Face à ce genre d'adversaires, vous déclarez "Nous sommes les vrais progressistes", clamez-vous à la fin de votre livre. N'est-ce pas difficile d'opposer ce termes à des mouvances qui semble l'avoir accaparé ?

Effectivement, il y a un problème en France, depuis que la gauche a abandonné un certain nombre de combats avec la disparition de la lutte des classes. Celle-ci a été remplacée par la lutte des races, des sexes, et par ce concept dominant/dominé, victime/bourreau. Le bourreau aujourd'hui, pour ces minorités activistes,c’est l'homme blanc hétérosexuel. Les victimes sont tous les autres. Les femmes victimes du patriarcat, les homosexuels victimes pendant longtemps de l'opprobre, les noirs du racisme, l'Islam de l'islamophobie etc.

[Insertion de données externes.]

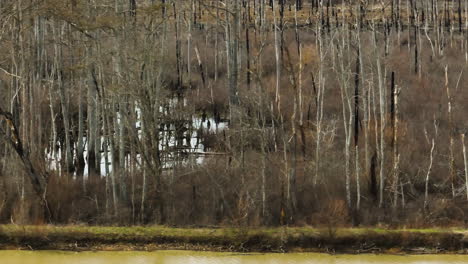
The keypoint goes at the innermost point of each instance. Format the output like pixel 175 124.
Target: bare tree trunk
pixel 428 174
pixel 450 128
pixel 465 161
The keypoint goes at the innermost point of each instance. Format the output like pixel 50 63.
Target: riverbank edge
pixel 279 240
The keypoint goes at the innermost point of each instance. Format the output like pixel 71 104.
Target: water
pixel 190 257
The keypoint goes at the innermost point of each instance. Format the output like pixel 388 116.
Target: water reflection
pixel 188 257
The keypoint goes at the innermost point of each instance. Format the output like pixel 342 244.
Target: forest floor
pixel 280 239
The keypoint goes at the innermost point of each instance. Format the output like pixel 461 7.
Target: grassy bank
pixel 298 239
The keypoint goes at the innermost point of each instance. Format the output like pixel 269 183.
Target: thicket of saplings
pixel 337 114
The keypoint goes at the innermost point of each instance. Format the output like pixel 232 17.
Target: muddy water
pixel 189 257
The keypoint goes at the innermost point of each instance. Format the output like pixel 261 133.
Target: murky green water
pixel 189 257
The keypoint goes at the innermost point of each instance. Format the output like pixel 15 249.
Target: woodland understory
pixel 234 113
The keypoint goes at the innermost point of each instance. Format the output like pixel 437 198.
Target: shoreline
pixel 262 240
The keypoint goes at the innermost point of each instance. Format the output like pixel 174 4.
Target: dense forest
pixel 234 112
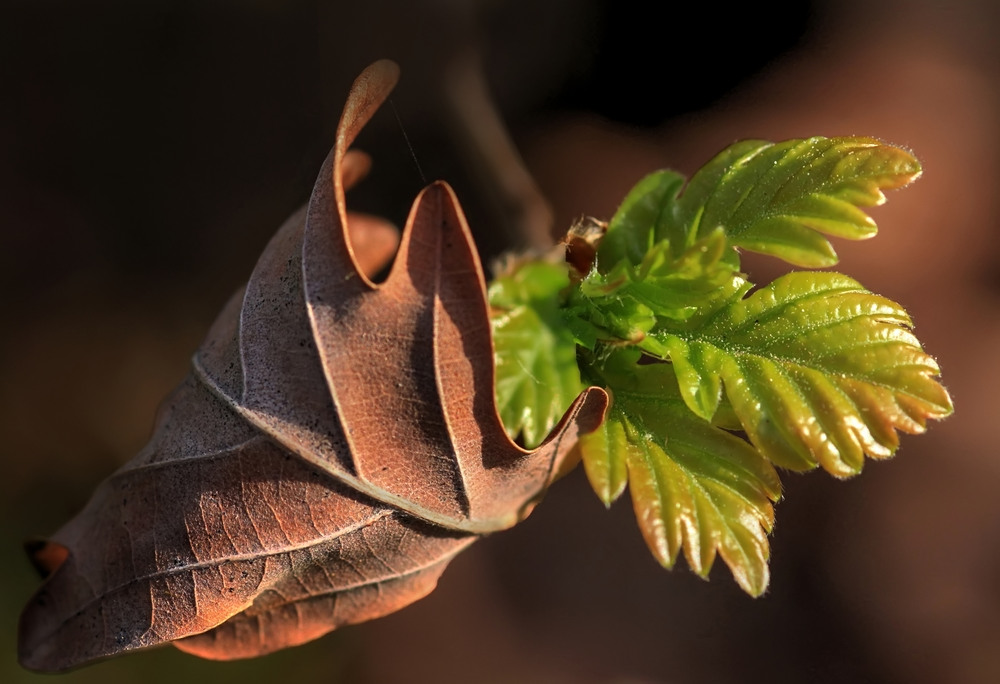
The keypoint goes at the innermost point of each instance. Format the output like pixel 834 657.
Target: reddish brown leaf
pixel 335 445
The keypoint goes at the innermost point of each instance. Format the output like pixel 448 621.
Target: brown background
pixel 148 151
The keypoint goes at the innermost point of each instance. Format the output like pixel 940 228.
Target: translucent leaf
pixel 694 486
pixel 662 290
pixel 819 371
pixel 537 376
pixel 640 220
pixel 781 199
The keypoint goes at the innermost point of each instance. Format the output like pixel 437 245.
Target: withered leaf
pixel 335 445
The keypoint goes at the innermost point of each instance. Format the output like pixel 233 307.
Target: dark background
pixel 149 150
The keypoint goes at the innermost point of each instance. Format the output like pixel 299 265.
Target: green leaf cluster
pixel 715 384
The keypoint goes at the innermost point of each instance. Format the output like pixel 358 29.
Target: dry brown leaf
pixel 336 444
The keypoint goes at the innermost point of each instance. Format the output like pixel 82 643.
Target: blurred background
pixel 149 150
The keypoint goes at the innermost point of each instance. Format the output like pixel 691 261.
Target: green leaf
pixel 781 199
pixel 694 486
pixel 537 376
pixel 644 214
pixel 819 371
pixel 663 290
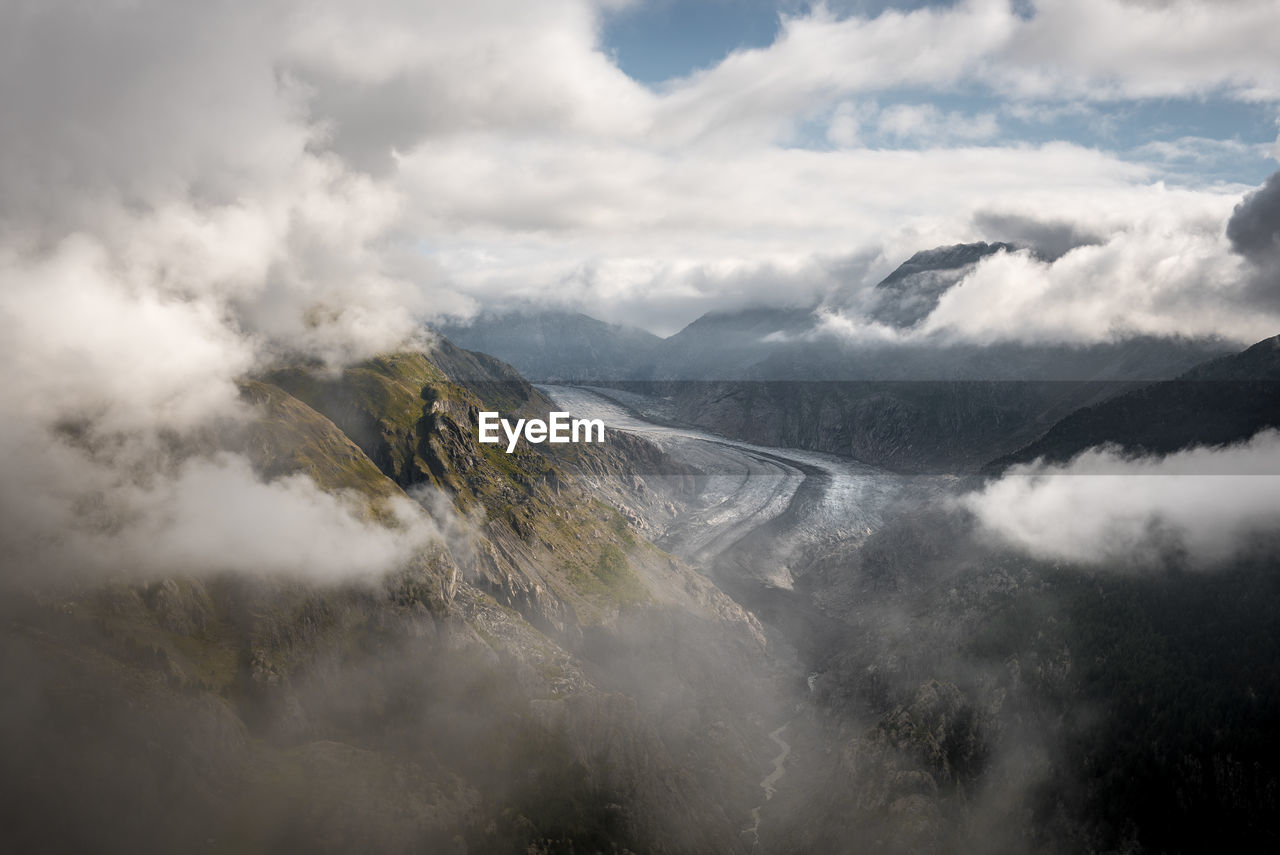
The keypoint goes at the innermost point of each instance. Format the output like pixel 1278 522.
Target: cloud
pixel 1050 238
pixel 1194 507
pixel 1255 224
pixel 192 191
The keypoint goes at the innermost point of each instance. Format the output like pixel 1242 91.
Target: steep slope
pixel 540 679
pixel 1223 401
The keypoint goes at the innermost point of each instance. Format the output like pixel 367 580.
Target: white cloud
pixel 190 190
pixel 1197 506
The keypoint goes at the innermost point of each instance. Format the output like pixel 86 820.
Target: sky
pixel 196 191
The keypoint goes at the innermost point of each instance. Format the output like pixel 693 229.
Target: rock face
pixel 503 691
pixel 1219 402
pixel 913 289
pixel 777 378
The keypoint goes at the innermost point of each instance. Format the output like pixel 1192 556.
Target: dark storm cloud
pixel 1255 225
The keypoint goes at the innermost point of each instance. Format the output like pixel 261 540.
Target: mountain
pixel 913 289
pixel 560 346
pixel 1219 402
pixel 538 677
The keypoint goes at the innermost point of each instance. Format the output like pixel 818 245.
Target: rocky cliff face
pixel 535 681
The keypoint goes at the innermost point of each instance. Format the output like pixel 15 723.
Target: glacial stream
pixel 766 504
pixel 758 512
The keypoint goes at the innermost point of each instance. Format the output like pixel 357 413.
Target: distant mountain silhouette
pixel 1219 402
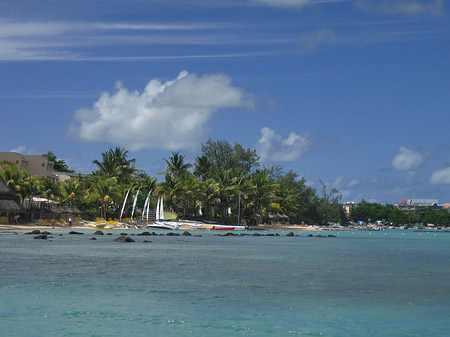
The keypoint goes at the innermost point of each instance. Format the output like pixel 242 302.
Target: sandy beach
pixel 35 226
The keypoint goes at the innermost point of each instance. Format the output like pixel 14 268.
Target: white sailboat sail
pixel 123 206
pixel 134 204
pixel 161 210
pixel 146 204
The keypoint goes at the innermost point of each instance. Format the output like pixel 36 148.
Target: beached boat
pixel 160 222
pixel 227 228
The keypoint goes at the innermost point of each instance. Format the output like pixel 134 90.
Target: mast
pixel 123 206
pixel 134 204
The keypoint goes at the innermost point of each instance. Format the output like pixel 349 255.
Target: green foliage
pixel 58 165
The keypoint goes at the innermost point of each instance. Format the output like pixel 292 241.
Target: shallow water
pixel 393 283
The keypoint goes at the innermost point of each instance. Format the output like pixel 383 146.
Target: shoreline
pixel 34 226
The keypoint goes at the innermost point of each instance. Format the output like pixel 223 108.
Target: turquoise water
pixel 394 283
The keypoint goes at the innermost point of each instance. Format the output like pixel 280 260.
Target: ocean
pixel 391 283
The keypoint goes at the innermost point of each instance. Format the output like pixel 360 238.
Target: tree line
pixel 224 181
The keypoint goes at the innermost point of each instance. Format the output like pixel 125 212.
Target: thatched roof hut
pixel 9 203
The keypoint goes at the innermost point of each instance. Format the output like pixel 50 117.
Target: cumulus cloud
pixel 19 149
pixel 272 147
pixel 440 177
pixel 171 115
pixel 407 159
pixel 408 7
pixel 294 3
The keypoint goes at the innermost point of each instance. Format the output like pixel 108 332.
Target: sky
pixel 353 93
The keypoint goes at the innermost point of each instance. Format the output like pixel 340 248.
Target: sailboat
pixel 160 222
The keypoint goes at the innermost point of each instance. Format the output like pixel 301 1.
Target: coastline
pixel 34 226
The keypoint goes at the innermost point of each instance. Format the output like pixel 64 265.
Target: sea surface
pixel 391 283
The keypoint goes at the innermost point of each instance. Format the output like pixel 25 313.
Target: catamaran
pixel 160 222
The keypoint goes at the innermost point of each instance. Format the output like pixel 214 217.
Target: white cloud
pixel 440 177
pixel 353 182
pixel 407 159
pixel 20 149
pixel 294 3
pixel 407 7
pixel 171 115
pixel 273 148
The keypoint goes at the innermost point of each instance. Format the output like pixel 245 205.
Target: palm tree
pixel 105 192
pixel 226 189
pixel 208 193
pixel 72 190
pixel 16 179
pixel 51 189
pixel 262 194
pixel 188 190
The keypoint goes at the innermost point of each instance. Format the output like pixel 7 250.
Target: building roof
pixel 11 206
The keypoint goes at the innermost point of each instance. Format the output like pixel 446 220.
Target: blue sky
pixel 353 93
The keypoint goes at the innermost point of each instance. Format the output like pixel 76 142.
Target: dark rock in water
pixel 37 231
pixel 124 238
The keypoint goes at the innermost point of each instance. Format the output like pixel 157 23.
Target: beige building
pixel 36 165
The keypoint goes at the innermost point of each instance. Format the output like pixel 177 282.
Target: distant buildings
pixel 411 205
pixel 347 206
pixel 36 165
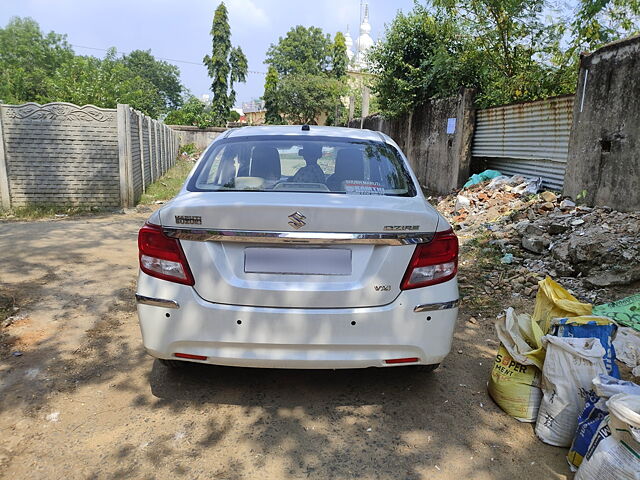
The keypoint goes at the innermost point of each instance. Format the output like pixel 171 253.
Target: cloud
pixel 247 14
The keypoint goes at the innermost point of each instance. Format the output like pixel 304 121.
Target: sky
pixel 179 29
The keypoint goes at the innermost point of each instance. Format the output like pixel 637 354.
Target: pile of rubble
pixel 587 249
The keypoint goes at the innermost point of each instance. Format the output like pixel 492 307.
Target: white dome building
pixel 349 42
pixel 365 42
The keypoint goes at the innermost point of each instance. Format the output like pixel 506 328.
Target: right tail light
pixel 433 262
pixel 162 256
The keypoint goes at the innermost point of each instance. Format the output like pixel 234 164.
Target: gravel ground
pixel 83 400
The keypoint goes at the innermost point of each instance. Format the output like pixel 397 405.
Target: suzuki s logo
pixel 297 220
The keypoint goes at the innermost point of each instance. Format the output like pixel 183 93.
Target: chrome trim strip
pixel 156 302
pixel 429 307
pixel 261 236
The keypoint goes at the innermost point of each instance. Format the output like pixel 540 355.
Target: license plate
pixel 298 261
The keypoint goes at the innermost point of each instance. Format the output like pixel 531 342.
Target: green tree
pixel 519 51
pixel 103 83
pixel 339 59
pixel 302 51
pixel 270 97
pixel 306 77
pixel 164 76
pixel 302 98
pixel 226 65
pixel 602 21
pixel 28 58
pixel 193 112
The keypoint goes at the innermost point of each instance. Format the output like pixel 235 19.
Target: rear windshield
pixel 303 164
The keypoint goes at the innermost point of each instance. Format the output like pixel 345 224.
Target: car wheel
pixel 172 363
pixel 427 368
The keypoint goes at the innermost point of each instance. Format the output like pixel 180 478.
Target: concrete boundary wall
pixel 436 137
pixel 70 155
pixel 604 149
pixel 200 137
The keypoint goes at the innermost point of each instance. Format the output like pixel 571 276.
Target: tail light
pixel 162 256
pixel 433 262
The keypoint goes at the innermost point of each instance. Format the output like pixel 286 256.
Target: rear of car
pixel 299 249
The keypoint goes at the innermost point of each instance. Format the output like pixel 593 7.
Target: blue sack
pixel 601 328
pixel 595 409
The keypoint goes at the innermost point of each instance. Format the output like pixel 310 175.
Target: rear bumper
pixel 293 337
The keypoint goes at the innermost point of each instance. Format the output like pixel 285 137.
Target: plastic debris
pixel 508 258
pixel 625 311
pixel 481 177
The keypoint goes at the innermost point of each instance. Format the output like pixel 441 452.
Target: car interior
pixel 310 166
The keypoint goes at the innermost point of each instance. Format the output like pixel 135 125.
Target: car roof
pixel 314 131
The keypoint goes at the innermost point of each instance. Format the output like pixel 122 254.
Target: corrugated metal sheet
pixel 530 139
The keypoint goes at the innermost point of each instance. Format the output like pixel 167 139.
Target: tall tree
pixel 28 58
pixel 226 65
pixel 239 67
pixel 301 84
pixel 270 97
pixel 423 55
pixel 104 83
pixel 339 59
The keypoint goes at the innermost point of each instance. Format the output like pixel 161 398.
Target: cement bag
pixel 569 367
pixel 601 328
pixel 554 301
pixel 595 409
pixel 515 378
pixel 614 453
pixel 627 345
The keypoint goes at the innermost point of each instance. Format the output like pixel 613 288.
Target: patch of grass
pixel 35 212
pixel 189 149
pixel 168 186
pixel 7 304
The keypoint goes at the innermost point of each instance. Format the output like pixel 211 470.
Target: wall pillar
pixel 124 153
pixel 5 196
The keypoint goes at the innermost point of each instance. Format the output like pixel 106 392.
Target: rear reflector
pixel 402 360
pixel 189 356
pixel 433 262
pixel 162 257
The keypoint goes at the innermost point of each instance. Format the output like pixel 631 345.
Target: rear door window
pixel 288 163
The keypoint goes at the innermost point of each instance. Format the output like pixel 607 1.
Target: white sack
pixel 569 368
pixel 614 452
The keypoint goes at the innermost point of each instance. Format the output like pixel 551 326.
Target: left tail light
pixel 433 262
pixel 162 256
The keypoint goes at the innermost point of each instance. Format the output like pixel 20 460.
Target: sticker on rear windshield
pixel 361 187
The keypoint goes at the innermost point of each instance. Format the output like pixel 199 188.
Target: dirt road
pixel 83 400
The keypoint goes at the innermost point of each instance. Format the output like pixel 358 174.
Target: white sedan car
pixel 299 247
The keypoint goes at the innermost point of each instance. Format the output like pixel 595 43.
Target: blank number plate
pixel 298 261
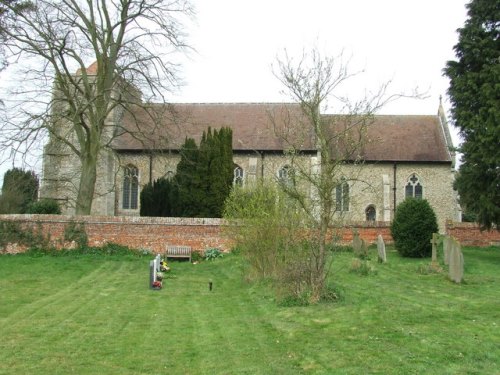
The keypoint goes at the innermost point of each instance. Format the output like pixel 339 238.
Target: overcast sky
pixel 237 41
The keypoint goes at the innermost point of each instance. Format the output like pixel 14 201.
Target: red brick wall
pixel 135 232
pixel 200 234
pixel 469 234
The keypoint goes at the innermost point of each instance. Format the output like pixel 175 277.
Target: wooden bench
pixel 178 252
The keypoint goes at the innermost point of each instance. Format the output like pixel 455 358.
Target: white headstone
pixel 447 241
pixel 381 249
pixel 456 262
pixel 157 263
pixel 357 243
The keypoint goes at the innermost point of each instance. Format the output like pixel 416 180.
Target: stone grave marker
pixel 152 273
pixel 434 242
pixel 456 260
pixel 381 249
pixel 357 243
pixel 447 242
pixel 157 262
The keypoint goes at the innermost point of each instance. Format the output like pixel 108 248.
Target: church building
pixel 406 155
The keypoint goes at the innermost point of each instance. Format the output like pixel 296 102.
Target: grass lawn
pixel 95 315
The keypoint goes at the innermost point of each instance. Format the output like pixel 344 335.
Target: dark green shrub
pixel 412 228
pixel 212 254
pixel 44 206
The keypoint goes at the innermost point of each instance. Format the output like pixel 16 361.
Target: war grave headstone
pixel 382 258
pixel 456 260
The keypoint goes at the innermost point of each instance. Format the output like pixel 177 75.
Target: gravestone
pixel 364 249
pixel 152 273
pixel 357 243
pixel 447 241
pixel 381 249
pixel 434 242
pixel 157 261
pixel 456 260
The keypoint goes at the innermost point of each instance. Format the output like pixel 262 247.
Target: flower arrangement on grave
pixel 164 266
pixel 157 284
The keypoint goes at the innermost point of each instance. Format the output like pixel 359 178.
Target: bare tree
pixel 131 42
pixel 319 186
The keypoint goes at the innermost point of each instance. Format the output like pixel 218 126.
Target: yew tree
pixel 475 98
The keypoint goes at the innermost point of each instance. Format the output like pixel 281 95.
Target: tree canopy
pixel 19 190
pixel 131 43
pixel 475 97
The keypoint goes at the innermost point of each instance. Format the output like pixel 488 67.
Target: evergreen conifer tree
pixel 475 97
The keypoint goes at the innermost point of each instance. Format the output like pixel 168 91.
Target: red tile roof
pixel 266 127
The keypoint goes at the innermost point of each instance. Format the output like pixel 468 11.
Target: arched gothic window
pixel 169 175
pixel 238 175
pixel 371 213
pixel 414 188
pixel 285 175
pixel 130 187
pixel 342 196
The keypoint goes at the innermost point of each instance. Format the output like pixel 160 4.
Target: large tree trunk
pixel 87 181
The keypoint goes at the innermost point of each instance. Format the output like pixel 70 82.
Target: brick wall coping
pixel 142 220
pixel 137 220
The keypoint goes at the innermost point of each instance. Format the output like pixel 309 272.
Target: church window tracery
pixel 238 175
pixel 371 213
pixel 130 187
pixel 414 188
pixel 285 175
pixel 342 196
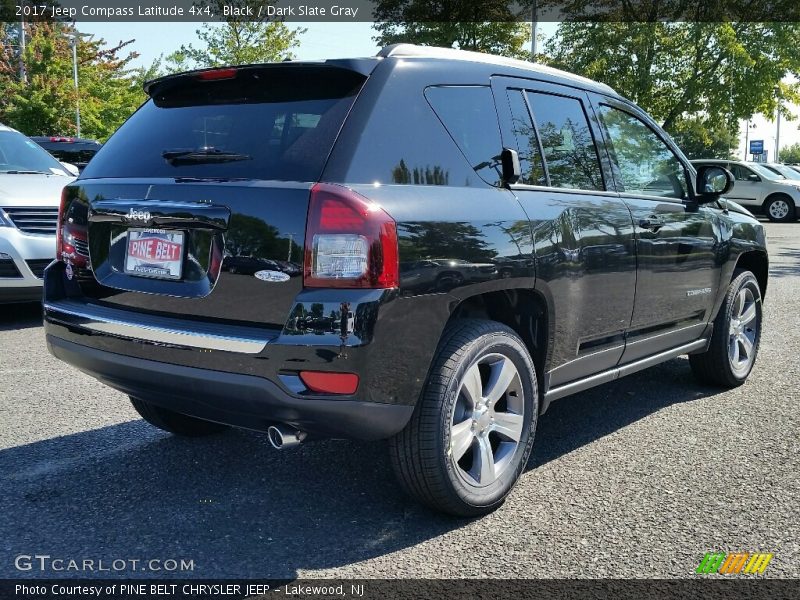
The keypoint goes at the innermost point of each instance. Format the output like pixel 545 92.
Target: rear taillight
pixel 64 249
pixel 350 241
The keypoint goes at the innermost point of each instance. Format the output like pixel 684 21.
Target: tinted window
pixel 277 122
pixel 469 116
pixel 567 142
pixel 530 159
pixel 646 165
pixel 18 153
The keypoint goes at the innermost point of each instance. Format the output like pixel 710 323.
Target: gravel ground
pixel 638 478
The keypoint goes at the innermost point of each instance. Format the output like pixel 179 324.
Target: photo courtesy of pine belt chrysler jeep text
pixel 428 246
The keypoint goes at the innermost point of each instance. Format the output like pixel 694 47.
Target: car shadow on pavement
pixel 785 263
pixel 20 316
pixel 237 508
pixel 580 419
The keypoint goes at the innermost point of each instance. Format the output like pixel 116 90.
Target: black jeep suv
pixel 623 257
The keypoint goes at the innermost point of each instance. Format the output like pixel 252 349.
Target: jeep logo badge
pixel 272 276
pixel 138 215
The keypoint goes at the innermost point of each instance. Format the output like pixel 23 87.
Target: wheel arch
pixel 756 262
pixel 773 195
pixel 524 310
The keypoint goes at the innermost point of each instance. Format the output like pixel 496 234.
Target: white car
pixel 30 193
pixel 760 188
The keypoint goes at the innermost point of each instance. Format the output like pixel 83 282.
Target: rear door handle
pixel 653 223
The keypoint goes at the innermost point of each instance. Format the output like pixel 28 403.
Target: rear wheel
pixel 173 422
pixel 472 430
pixel 780 208
pixel 737 333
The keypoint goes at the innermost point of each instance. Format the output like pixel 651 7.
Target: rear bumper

La gauche, elle, a adopté cette vision multi-culturaliste et a fait un calcul électoral,tout comme les démocrates américains ont joué les minorités contre la majorité. Et la majorité c’était la classe moyenne blanche. Le résultat est qu'Hillary Clinton a été battue et Trump élu. Le résultat en France est que la gauche a explosé en vol. Parce que la majorité existe et ne veut pas se faire laminer. Et surtout elle ne veut pas qu'on considère qu'elle est coupable. Et c'est ici que vient la question de la repentance. Il faut que l'Histoire soit écrite par les historiens et non en fonction de l'air du temps. L'histoire n'est pas univoque. Chaque pays a ses drames, ses succès. Ce n'est ni tout blanc, ni tout noir. L'histoire n'est pas un dogme. Nous demandons à ce qu'on revienne dès lors à des débats raisonnables. Et que la raison l'emporte sur les émotions ou les anathèmes. Ces minorités se sont imposéesaux  politiques qui vont à la pêche aux voix et qui craignent les réseaux sociaux. Elles imposent leur vocabulaire, tel le langage inclusif. Et elles  proclament être pour le progrès. Mais le progrès, c'est de faire progresser toute l'humanité. Pas seulement permettre la GPA, la PMA, etc. Ou de considérer que faire l'amour avec des animaux est égal à l'amour humain.